🤖 AI Summary
Diffusion models suffer from weak controllability during sampling, making it difficult to satisfy statistical constraints—primarily because the relationship between initial noise perturbations and final outputs remains uncharacterized. This work provides the first theoretical proof that, under diffusion ODE sampling, the output exhibits a strongly linear response to initial noise perturbations. Leveraging this insight, we propose CCS (Controlled Controllable Sampling), the first explicit noise-space controllable sampling framework. CCS employs differentiable controllers in the noise space to precisely specify target statistics—e.g., mean and variance—without altering the model architecture or requiring retraining. Evaluated across multiple benchmarks, CCS achieves state-of-the-art statistical controllability while preserving high sample quality (FID ≤ 2.1) and diversity (LPIPS ≥ 0.43).
📝 Abstract
Diffusion models have emerged as powerful tools for generative tasks, producing high-quality outputs across diverse domains.
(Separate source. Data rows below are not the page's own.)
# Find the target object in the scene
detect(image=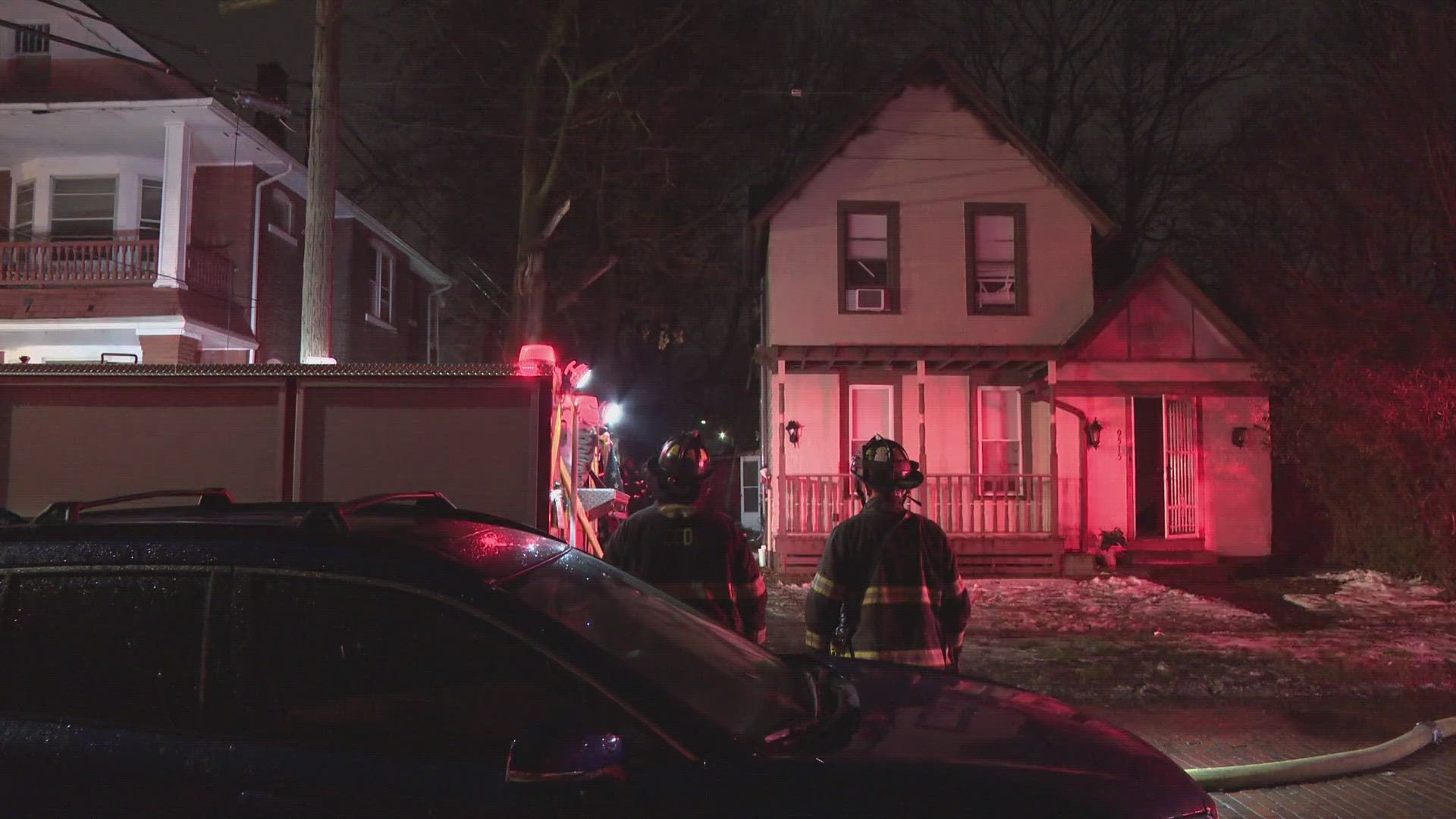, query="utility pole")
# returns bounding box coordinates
[218,0,342,364]
[299,0,342,364]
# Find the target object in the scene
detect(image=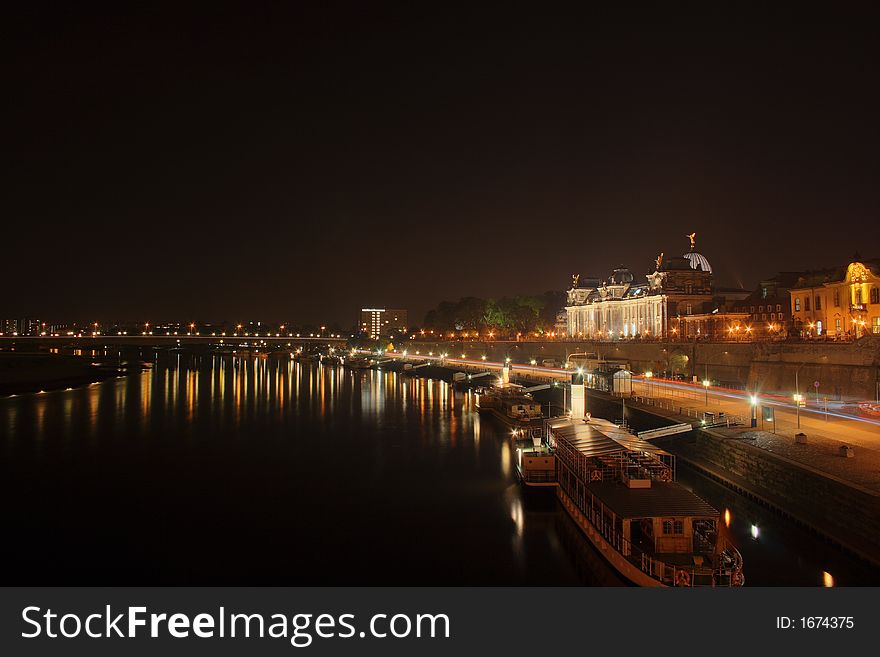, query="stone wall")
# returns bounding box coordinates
[417,336,880,399]
[657,431,880,563]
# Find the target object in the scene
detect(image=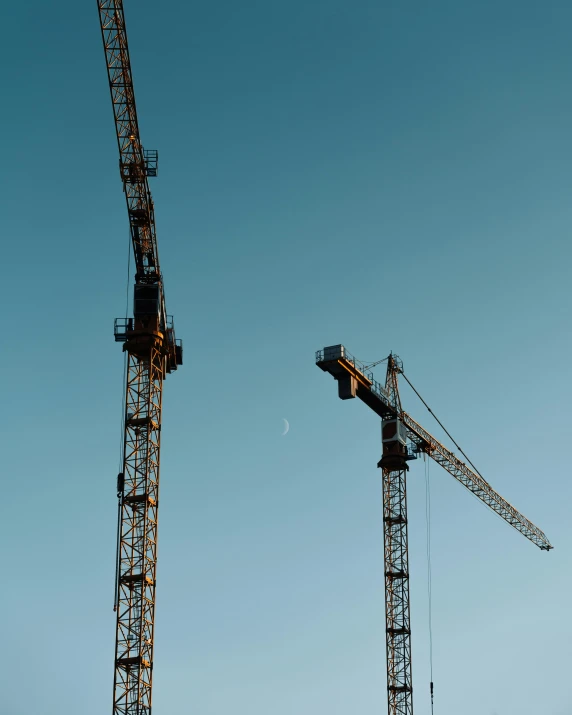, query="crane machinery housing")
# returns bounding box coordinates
[98,0,183,715]
[316,345,552,715]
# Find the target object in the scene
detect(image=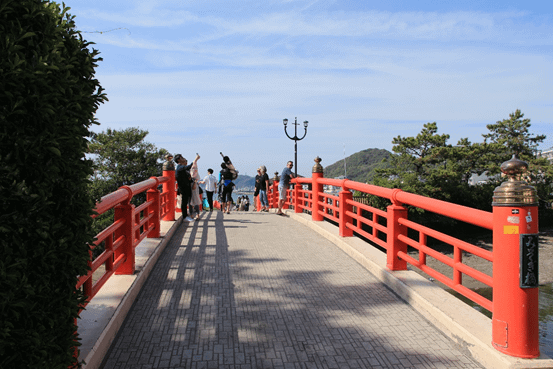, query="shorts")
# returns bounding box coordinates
[278,186,288,200]
[221,185,232,203]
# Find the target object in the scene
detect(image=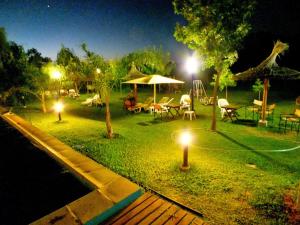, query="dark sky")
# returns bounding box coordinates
[0,0,188,58]
[0,0,300,67]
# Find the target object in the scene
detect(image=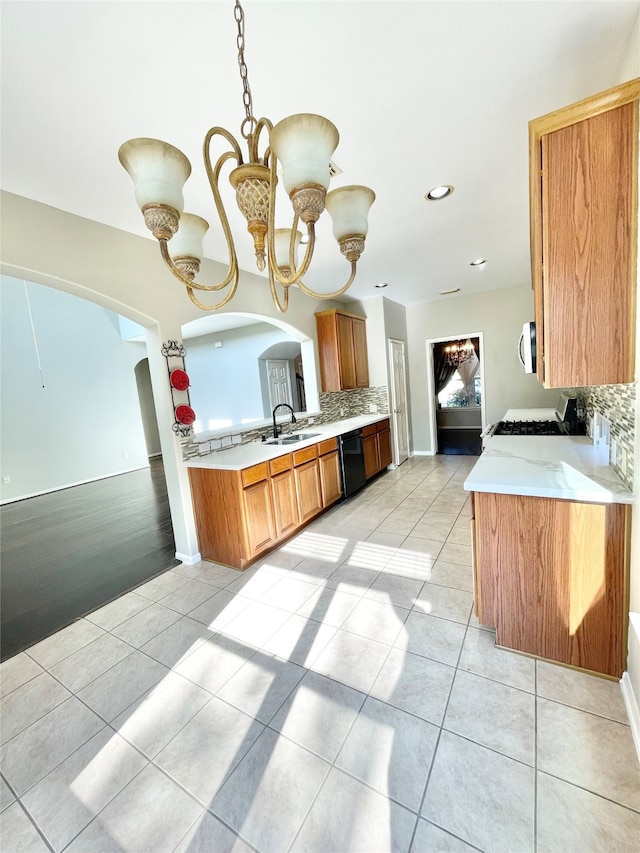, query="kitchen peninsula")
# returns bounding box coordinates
[185,414,392,569]
[464,436,633,678]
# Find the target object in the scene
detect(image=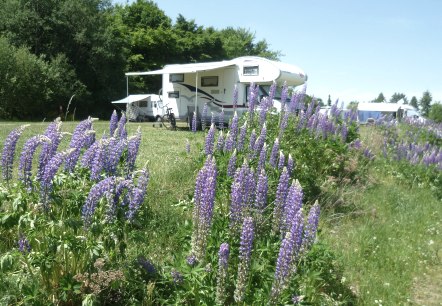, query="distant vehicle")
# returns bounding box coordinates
[112,94,164,121]
[121,56,307,123]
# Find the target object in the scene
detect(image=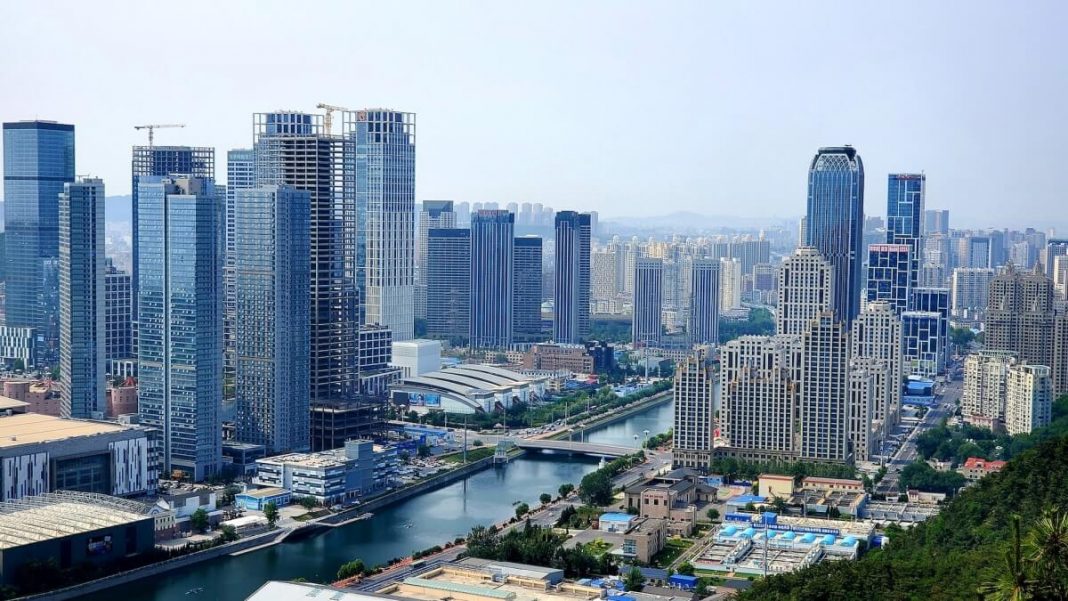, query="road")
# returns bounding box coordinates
[876,380,963,494]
However, how the generated data responds to the initial noise perturbation in diffusion models remains under-explored, which hinders understanding the controllability of the sampling process. In this work, we first observe an interesting phenomenon: the relationship between the change of generation outputs and the scale of initial noise perturbation is highly linear through the diffusion ODE sampling. Then we provide both theoretical and empirical study to justify this linearity property of this input-output (noise-generation data) relationship. Inspired by these new insights, we propose a novel Controllable and Constrained Sampling method (CCS) together with a new controller algorithm for diffusion models to sample with desired statistical properties while preserving good sample quality. We perform extensive experiments to compare our proposed sampling approach with other methods on both sampling controllability and sampled data quality. Results show that our CCS method achieves more precisely controlled sampling while maintaining superior sample quality and diversity.